Answers were Never/Not at all, Sometimes/Moderately or Often/Very/Yes.
The women's level of anxiety was classified into four groups based on their scores: 0-1, 2, 3, or 4 or higher. During the 12 years of follow-up, there were 97 sudden cardiac deaths, 267 coronary heart disease deaths, and 930 non-fatal heart attacks.
"We examined the relationship between the score on the phobia index and the subsequent risk of having coronary heart disease events," said Albert, who also works as an electrophysiologist and cardiologist at Massachusetts General Hospital and an epidemiologist at the Brigham and Women's Hospital in Boston.
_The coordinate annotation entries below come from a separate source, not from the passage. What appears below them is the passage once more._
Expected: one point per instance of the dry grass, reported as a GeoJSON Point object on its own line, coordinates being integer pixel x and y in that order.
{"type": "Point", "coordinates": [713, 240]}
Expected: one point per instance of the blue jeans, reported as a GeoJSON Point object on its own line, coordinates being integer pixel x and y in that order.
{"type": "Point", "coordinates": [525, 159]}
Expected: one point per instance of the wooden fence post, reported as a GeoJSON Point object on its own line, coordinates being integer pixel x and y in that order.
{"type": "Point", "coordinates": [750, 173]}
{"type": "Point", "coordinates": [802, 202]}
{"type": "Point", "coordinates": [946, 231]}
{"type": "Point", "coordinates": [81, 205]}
"We found that women who suffered most from phobic anxiety -- those who scored four or greater on the survey -- were at a marginally increased risk of dying suddenly from coronary heart disease in general compared to those in the lowest quarter of the population," she said. A higher score on the CCI was associated with an increased risk for sudden cardiac death and fatal heart disease, but not non-fatal heart attack. Specifically, the women with a CCI greater than four had a 59 percent increased risk of sudden cardiac death, and a 31 percent increased risk of fatal coronary heart disease compared with those who scored zero or one.
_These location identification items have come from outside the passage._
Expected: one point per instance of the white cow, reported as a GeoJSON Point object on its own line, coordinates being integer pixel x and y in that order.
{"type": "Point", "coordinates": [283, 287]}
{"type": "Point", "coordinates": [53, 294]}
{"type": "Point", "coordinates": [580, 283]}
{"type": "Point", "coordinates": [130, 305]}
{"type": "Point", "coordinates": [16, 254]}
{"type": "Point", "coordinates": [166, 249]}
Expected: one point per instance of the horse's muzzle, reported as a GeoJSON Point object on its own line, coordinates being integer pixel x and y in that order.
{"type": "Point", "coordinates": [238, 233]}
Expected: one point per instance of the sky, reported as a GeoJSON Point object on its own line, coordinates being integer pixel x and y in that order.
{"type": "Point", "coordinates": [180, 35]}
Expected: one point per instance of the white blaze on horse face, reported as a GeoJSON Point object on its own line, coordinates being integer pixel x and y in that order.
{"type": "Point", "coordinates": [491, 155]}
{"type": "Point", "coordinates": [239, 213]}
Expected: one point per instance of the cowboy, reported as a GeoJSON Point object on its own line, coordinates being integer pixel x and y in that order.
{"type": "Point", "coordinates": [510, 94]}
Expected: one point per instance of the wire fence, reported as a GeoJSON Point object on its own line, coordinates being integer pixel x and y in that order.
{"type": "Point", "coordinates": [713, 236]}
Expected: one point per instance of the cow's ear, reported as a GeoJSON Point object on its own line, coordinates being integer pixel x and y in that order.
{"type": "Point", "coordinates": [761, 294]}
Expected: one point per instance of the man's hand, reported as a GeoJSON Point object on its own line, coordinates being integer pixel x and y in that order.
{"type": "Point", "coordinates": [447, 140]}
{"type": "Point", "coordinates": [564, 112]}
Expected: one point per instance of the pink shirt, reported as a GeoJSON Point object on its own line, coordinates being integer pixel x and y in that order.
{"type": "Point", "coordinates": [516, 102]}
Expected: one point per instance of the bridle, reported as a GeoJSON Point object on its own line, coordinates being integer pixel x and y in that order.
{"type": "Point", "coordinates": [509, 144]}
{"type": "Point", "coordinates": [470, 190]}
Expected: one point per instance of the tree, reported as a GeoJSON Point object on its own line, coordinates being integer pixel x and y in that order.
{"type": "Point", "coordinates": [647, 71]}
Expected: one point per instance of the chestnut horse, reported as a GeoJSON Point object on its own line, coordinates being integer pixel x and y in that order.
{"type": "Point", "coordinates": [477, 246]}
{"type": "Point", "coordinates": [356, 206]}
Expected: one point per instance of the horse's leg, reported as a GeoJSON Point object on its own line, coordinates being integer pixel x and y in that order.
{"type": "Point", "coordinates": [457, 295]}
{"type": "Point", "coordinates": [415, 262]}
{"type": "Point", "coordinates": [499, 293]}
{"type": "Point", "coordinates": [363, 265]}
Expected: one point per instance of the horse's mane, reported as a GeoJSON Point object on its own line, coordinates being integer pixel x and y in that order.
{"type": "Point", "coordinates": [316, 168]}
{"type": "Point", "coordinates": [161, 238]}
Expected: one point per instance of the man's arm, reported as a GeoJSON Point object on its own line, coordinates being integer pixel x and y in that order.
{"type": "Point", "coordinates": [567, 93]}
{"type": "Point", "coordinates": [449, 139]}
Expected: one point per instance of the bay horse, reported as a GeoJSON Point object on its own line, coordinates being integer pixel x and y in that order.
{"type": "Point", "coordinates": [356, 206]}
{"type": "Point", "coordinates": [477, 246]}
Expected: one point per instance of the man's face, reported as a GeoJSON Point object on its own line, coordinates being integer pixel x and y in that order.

These risks were lower after controlling for other cardiac risk factors linked to phobic anxiety such as high blood pressure, diabetes and high cholesterol. However, even after controlling for these risk factors, a trend toward increased risk for sudden cardiac death persisted. The authors conclude that associations between anxiety and other cardiac risk factors might account for some, but not all, of the risk linked to phobic anxiety.
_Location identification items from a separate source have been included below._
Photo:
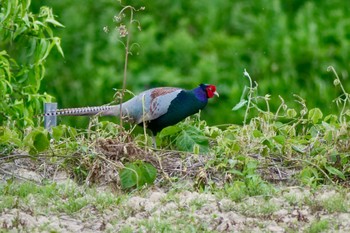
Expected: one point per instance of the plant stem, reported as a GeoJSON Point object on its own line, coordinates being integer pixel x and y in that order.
{"type": "Point", "coordinates": [125, 65]}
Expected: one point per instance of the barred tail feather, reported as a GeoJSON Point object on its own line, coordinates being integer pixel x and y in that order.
{"type": "Point", "coordinates": [86, 111]}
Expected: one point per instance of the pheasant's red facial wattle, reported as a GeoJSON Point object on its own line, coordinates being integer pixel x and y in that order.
{"type": "Point", "coordinates": [211, 91]}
"In other words, women who had high levels of phobic anxiety also were more likely to smoke, have hypertension and hypercholesteremia," she said. It is not known whether phobic anxiety makes women more likely to develop other risk factors for heart disease or whether these risk factors lead to higher levels of phobic anxiety.
While this study suggests a link between phobic anxiety and risk of coronary death among women, it did not look at whether treating the anxieties would have a positive impact on death from heart disease. Still, Albert suggested that consumers and their health care providers should consider that women who suffer from phobic anxieties are at elevated risk of death from heart disease and should, at the very least, try to control their other potential heart disease risk factors.
"One of the reasons that we did this study is that anxiety disorders, and phobic disorders in particular, tend to be more common in women," Albert said. "It's estimated that 5 percent of the population has anxiety disorders and as many as 15 percent will meet criteria for a phobic disorder. If the association we observed between phobic anxiety and sudden cardiac death in our study is causal, greater recognition and perhaps treating these disorders in women may lower their risk of dying from heart disease, especially from sudden cardiac death." Co-authors are Claudia U. Chae, M.D.; Kathryn M. Rexrode, M.D., M.P.H.; JoAnn E. Manson, M.D., D.P.H.; and Ichiro Kawachi, M.D., Ph.D. Statements and conclusions of study authors that are published in the American Heart Association scientific journals are solely those of the study authors and do not necessarily reflect association policy or position. The American Heart Association makes no representation or warranty as to their accuracy or reliability.